Faire évoluer la norme

Ne pas prendre un interprète pour annoncer un diagnostic grave, administrer un psychotrope puissant plutôt que de proposer une psychothérapie parce que le patient ne parle pas assez bien français, hospitaliser sous la contrainte pour délire, pour les mêmes raisons… Si les maltraitances institutionnelles sont encore nombreuses, Rahmeth voit évoluer les mentalités avec espoir : « les questions en master sont plus pertinentes et élaborées, je vois une vraie volonté d’adapter les pratiques. De même que la laïcité est plus interrogée aujourd’hui qu’il y a encore quelques années où l’idéologie républicaine était prégnante et nous empêchait peut-être de s’interroger sur les possibilités d’adapter une prise en charge. »
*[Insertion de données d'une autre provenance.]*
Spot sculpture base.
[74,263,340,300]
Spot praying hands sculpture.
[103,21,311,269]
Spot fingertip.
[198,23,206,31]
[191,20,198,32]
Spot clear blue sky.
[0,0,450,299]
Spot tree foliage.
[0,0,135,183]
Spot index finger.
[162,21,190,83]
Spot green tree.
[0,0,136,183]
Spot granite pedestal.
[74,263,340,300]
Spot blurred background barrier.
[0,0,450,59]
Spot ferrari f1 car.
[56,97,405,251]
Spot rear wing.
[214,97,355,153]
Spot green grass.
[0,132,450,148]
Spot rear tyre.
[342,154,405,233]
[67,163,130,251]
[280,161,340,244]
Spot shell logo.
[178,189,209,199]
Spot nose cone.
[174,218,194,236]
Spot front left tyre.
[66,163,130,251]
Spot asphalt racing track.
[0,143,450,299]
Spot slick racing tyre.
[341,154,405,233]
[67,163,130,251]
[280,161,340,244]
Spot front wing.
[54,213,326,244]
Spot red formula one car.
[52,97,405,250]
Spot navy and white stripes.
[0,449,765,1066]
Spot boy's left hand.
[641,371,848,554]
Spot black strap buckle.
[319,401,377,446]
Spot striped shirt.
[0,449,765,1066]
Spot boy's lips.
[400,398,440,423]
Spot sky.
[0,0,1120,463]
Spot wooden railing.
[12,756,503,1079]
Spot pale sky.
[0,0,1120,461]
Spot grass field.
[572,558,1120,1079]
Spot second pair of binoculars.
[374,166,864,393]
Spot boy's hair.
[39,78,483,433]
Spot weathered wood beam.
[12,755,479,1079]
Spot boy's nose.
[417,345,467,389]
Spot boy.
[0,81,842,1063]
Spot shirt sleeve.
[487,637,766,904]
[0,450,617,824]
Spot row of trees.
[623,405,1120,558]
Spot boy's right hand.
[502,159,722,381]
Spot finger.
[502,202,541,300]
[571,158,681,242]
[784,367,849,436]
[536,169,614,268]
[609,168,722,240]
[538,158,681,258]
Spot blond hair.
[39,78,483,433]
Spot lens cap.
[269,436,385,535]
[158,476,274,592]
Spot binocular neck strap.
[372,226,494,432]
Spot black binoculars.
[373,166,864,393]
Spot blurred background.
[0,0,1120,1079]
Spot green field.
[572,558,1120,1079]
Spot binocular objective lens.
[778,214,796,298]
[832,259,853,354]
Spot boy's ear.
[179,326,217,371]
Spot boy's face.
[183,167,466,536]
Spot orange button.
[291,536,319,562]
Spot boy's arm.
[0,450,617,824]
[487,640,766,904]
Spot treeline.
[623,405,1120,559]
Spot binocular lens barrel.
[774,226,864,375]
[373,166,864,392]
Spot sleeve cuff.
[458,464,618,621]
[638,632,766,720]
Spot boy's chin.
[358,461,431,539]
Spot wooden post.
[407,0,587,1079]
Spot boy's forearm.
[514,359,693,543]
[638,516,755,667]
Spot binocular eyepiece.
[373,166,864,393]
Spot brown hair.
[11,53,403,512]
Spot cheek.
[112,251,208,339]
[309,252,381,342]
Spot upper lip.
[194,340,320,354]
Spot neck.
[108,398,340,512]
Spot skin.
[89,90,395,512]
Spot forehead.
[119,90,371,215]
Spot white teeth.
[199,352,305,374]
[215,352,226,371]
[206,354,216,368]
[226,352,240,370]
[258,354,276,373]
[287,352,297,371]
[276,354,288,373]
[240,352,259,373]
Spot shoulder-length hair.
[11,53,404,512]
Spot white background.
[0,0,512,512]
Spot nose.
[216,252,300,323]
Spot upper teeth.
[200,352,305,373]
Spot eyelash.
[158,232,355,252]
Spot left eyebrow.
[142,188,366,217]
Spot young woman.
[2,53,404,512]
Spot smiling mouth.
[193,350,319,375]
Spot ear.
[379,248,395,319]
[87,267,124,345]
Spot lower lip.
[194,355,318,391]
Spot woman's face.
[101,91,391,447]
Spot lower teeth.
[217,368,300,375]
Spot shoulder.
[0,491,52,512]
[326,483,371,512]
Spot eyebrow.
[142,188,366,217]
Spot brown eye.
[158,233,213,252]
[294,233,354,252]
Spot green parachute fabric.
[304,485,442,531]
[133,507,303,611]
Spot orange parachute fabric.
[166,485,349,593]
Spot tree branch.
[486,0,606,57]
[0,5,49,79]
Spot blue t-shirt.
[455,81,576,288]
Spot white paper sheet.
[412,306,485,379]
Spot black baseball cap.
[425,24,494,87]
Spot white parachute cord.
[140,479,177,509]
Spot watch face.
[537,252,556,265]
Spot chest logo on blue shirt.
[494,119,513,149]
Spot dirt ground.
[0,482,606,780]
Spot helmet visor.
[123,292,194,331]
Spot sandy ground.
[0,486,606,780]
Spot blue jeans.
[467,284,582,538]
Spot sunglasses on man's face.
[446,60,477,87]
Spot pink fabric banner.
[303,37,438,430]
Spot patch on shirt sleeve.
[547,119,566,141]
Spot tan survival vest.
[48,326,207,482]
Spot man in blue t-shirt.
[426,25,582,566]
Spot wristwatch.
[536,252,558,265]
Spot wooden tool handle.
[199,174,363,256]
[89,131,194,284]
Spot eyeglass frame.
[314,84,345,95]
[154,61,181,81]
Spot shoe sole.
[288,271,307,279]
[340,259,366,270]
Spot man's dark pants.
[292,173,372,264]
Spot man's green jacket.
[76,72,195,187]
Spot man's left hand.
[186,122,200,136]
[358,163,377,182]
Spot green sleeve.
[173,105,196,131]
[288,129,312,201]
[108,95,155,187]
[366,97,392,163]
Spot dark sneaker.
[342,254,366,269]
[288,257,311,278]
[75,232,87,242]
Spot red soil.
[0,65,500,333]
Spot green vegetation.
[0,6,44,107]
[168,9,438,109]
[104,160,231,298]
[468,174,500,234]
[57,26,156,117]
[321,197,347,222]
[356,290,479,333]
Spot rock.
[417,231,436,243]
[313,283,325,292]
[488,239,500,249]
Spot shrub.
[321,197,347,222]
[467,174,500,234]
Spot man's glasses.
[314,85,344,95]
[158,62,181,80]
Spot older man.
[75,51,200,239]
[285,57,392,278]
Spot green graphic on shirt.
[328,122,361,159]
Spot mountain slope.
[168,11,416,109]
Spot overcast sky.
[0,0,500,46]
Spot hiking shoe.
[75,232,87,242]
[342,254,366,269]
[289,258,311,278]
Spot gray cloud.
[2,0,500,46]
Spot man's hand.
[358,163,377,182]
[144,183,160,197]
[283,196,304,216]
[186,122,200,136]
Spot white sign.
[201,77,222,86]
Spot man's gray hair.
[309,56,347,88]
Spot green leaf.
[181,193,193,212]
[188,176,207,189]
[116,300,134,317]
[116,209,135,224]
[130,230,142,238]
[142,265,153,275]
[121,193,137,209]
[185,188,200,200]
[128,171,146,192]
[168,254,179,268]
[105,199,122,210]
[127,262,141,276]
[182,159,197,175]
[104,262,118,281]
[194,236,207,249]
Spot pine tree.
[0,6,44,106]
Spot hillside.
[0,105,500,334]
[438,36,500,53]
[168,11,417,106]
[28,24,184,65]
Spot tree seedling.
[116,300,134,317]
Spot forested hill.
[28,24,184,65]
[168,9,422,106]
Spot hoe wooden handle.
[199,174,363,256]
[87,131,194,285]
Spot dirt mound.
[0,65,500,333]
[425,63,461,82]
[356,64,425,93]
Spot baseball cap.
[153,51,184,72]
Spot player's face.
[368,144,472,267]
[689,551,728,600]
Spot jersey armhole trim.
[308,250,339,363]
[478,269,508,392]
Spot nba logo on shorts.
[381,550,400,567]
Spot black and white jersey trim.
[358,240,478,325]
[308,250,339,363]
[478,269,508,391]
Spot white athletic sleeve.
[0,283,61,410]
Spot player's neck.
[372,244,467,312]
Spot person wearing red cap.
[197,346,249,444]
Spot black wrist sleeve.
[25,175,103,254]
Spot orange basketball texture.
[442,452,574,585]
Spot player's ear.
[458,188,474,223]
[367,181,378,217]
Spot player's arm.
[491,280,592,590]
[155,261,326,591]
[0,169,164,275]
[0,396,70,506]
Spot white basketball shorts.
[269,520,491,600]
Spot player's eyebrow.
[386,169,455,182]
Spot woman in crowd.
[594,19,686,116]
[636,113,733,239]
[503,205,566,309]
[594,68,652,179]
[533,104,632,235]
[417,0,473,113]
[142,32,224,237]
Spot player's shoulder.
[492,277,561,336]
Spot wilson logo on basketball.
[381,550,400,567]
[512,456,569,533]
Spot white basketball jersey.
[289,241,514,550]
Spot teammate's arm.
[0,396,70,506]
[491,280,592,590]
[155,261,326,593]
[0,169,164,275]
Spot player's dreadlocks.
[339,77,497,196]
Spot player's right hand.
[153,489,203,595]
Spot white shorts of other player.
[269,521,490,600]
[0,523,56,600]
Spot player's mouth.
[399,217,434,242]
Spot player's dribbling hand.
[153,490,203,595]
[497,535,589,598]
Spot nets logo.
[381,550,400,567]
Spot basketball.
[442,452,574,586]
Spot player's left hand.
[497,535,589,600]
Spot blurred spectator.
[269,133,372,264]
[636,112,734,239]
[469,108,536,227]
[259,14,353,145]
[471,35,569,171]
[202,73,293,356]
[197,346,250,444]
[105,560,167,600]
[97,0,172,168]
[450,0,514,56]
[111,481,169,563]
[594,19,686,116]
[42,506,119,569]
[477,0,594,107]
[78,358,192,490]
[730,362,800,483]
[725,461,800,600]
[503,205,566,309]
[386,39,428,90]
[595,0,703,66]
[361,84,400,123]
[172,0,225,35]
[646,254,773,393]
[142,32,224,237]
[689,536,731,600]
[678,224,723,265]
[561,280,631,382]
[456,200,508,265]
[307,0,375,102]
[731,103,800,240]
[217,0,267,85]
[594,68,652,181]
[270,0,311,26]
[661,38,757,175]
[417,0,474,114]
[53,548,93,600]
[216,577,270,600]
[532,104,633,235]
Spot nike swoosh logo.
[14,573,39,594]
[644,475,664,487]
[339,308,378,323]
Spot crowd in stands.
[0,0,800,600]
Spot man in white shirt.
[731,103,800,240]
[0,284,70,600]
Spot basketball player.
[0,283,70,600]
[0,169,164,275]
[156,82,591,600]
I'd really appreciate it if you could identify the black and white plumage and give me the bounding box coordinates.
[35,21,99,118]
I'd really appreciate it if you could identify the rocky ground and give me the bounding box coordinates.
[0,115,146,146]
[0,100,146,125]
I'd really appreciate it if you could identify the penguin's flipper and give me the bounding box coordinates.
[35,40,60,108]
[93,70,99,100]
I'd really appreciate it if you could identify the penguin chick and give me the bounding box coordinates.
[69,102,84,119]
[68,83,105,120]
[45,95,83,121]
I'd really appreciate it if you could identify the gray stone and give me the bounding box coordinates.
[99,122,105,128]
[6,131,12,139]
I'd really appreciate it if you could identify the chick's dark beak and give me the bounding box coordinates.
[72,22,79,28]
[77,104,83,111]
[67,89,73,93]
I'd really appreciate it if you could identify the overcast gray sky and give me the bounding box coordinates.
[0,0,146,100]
Adapter ? Annoncer une maladie grave en présence d’un tiers médiateur, par exemple, cite Isam Idris : « Dans certains pays, il n’est pas question de donner un diagnostic au patient. Il faut le confier à un tiers qui porte le diagnostic… et ses affres. Être 3 permet la circulation quand la dualité génère de l’angoisse chez le migrant et le fait parfois délirer. Être à 3 permet des combinaisons et des solutions. » Et de soigner le patient, ici, en France. ♦

 

1 Et créé en 1998, à la faculté de médecine de Paris-XIII-Bobigny, le premier diplôme de psychiatrie transculturelle.
2 « Les erreurs de diagnostic en situation transculturelle »

 

Bonus

[pour les abonnés] – Marie-Rose Moro-

  • Marie Rose Moro – Psychiatre d’enfants et d’adolescents, psychanalyste, Docteur en médecine et en sciences humaines. De formation philosophique, elle est aussi écrivaine. C’est la chef de file actuelle de l’ethnopsychanalyse et de la psychiatrie transculturelle en France. Actuellement chef de service de la Maison des adolescents de Cochin, Maison de Solenn (AP-HP) à Paris. Elle a  été chef du service de psychiatrie de l’enfant et de l’adolescent à l’hôpital Avicenne (Bobigny) de 2001 à 2013 où elle a créé en 2004, une Maison pour les adolescents, Casita. Actuellement consultante en psychiatrie transculturelle à Avicenne. Elle dirige une équipe de recherche transculturelle à l’Unité INSERM 669 et dans le Laboratoire de psychologie de Paris Descartes. Psychiatre au sein de l’ONG Médecins Sans Frontières depuis 1988, elle dirige actuellement les recherches de psychiatrie en situation humanitaire. Fondatrice et directrice scientifique de la Revue L’autre, Cliniques, Cultures et Sociétés. Elle est présidente et fondatrice de l’Association Internationale d’EthnoPsychanalyse (AIEP) et Présidente du Collège National des Universitaires de Psychiatrie (CNUP).
  • Elle est l’auteure de plusieurs ouvrages, notamment Grandir c’est croire, coécrit avec Julia Kristeva. Et un Guide de psychothérapie transculturelle (collection Hospitalité(s), mars 2020).